AKTION J, Walter Heynowski, GDR 1961
AKTION J (1961) was one of the first compilation films in socialist East Germany that focused explicitly on the mass murder of the European Jews. Other than Andrew Thorndike’s DU UND MANCHER KAMERAD (1956)—which referred to antisemitism and Jews as the main victims of Nazi Germany only in passing—or EIN TAGEBUCH FÜR ANNE FRANK (1958), AKTION J specifically aimed for reconstructing the National Socialist anti-Jewish policy in detail. Nevertheless, it followed a similar accusatory objective like Joachim Hellwig’s film from 1958. AKTION J was intended as a cinematic indictment directed against the West-German politician Hans Globke, who actively contributed to the implementation of anti-Jewish legislation in Nazi Germany and later became advisor of the West-German chancellor Konrad Adenauer.

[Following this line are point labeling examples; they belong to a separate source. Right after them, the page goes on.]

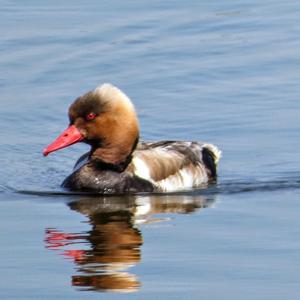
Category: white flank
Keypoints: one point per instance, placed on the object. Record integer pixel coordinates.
(141, 168)
(183, 179)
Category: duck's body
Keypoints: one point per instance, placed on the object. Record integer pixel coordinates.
(117, 163)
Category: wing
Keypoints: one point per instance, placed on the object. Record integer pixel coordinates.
(173, 166)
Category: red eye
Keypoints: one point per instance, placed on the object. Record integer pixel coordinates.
(90, 116)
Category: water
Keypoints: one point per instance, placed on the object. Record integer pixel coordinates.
(226, 73)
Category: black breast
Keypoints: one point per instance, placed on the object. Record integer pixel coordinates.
(92, 179)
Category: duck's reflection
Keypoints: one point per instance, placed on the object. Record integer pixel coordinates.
(104, 254)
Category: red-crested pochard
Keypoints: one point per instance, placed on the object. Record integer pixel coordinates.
(117, 163)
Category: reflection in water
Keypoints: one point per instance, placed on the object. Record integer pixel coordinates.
(104, 254)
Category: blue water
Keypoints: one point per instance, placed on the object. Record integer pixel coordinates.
(225, 73)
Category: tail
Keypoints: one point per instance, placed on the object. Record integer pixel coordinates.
(211, 156)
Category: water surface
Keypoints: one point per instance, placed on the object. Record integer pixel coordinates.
(225, 73)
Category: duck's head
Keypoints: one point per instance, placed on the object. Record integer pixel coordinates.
(104, 118)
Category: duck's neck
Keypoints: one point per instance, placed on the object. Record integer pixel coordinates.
(113, 157)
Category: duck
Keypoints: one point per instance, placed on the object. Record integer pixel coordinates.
(118, 162)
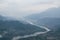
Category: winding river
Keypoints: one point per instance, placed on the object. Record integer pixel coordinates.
(34, 34)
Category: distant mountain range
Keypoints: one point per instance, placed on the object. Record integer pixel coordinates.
(50, 17)
(10, 28)
(52, 12)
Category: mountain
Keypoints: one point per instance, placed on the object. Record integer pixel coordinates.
(10, 28)
(50, 17)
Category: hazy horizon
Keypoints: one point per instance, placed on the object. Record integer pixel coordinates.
(21, 8)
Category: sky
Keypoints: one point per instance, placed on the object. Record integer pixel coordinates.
(21, 8)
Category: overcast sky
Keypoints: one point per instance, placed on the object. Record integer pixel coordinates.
(20, 8)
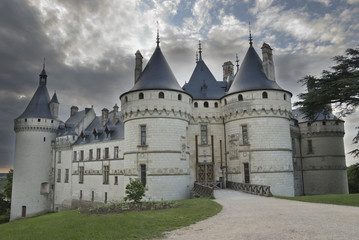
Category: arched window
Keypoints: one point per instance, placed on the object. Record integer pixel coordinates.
(264, 95)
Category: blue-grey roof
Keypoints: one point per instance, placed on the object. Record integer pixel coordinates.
(157, 74)
(251, 75)
(39, 105)
(323, 115)
(202, 84)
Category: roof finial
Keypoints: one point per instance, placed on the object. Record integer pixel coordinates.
(158, 35)
(200, 50)
(237, 61)
(250, 35)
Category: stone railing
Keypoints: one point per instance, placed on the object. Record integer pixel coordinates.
(202, 190)
(250, 188)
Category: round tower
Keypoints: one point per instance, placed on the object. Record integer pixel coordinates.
(256, 117)
(35, 130)
(156, 114)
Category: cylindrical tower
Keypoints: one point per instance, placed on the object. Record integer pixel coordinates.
(156, 113)
(256, 117)
(35, 130)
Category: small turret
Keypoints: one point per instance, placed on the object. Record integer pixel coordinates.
(268, 65)
(138, 68)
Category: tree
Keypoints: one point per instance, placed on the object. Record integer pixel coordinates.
(135, 191)
(339, 86)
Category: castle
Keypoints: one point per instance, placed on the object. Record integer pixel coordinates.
(240, 129)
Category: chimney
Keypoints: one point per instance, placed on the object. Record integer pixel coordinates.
(104, 116)
(227, 70)
(74, 110)
(268, 64)
(115, 114)
(138, 68)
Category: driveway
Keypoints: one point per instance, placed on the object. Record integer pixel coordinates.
(246, 216)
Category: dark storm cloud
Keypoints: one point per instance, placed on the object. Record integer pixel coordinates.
(23, 44)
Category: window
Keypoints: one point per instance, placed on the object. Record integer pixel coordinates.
(204, 134)
(245, 134)
(310, 146)
(58, 175)
(98, 153)
(264, 95)
(59, 157)
(106, 153)
(115, 152)
(116, 180)
(106, 173)
(81, 155)
(66, 175)
(90, 154)
(143, 174)
(143, 135)
(81, 174)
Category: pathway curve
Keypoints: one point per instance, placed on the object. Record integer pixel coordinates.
(246, 216)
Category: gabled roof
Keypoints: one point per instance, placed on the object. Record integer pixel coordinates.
(202, 84)
(251, 75)
(157, 74)
(39, 105)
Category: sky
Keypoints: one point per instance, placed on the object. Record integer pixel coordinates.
(89, 47)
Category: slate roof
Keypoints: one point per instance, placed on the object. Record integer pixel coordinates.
(157, 74)
(39, 105)
(251, 75)
(202, 84)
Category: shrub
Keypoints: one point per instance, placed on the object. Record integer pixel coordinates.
(135, 191)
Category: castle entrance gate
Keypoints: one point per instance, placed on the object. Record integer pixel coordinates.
(205, 172)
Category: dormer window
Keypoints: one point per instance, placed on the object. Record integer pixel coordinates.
(264, 95)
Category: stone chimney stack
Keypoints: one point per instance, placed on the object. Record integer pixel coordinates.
(74, 110)
(138, 68)
(104, 116)
(268, 64)
(115, 114)
(227, 71)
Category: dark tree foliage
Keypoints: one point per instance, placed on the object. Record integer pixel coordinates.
(339, 86)
(353, 178)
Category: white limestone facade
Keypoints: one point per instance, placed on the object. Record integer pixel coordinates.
(32, 180)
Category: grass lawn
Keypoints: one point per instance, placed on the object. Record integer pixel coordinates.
(130, 225)
(338, 199)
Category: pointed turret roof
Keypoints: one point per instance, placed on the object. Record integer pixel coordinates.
(157, 74)
(39, 104)
(251, 75)
(202, 84)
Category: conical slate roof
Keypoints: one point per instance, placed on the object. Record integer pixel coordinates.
(157, 74)
(202, 84)
(251, 75)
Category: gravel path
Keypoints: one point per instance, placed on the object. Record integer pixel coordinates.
(246, 216)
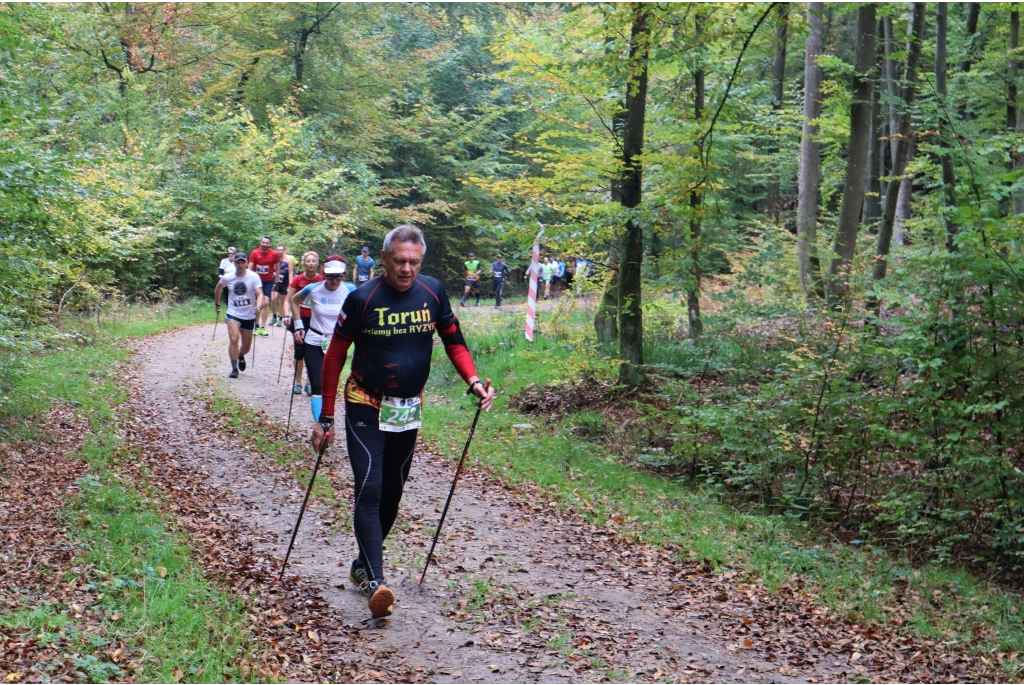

Likewise, AKTION J emphasises the role and responsibility of bureaucracy for the mass murder of the European Jews. This interpretative framework also guides Heynowski’s use of historical footage. An example which is the appropriation of the sequence with the children in Auschwitz presenting the numbers tattooed on their arms. Interestingly, however, Heynowski only implements two of original shots: the medium shot and the close-up. They serve to bridge a passage about racist Nazi policy, illustrated by a metonymic scene of liberated prisoners next to a barbed wire fence in Auschwitz that generically illustrates the multitude of victims, and a highlighted figure from a document that states a raise in Globke’s salary due to the birth of his son. Thereby, AKTION J exploits the symbolic nature of the not yet fully iconic footage: as a representation of children as innocent victims. Reducing the sequence to only two shots demonstrates how the footage is integrated into the film’s structure of accusation: a typical motif of GDR documentaries that solely projected responsibility and guilt for the National Socialist crimes on the Federal Republic in the Western part of Germany. The close-up of the number is no longer specifically connected to the group of individual children. It is detached as a symbol, which can be related by a match cut to other figures and thereby symbolises the bureaucratic nature of National Socialism.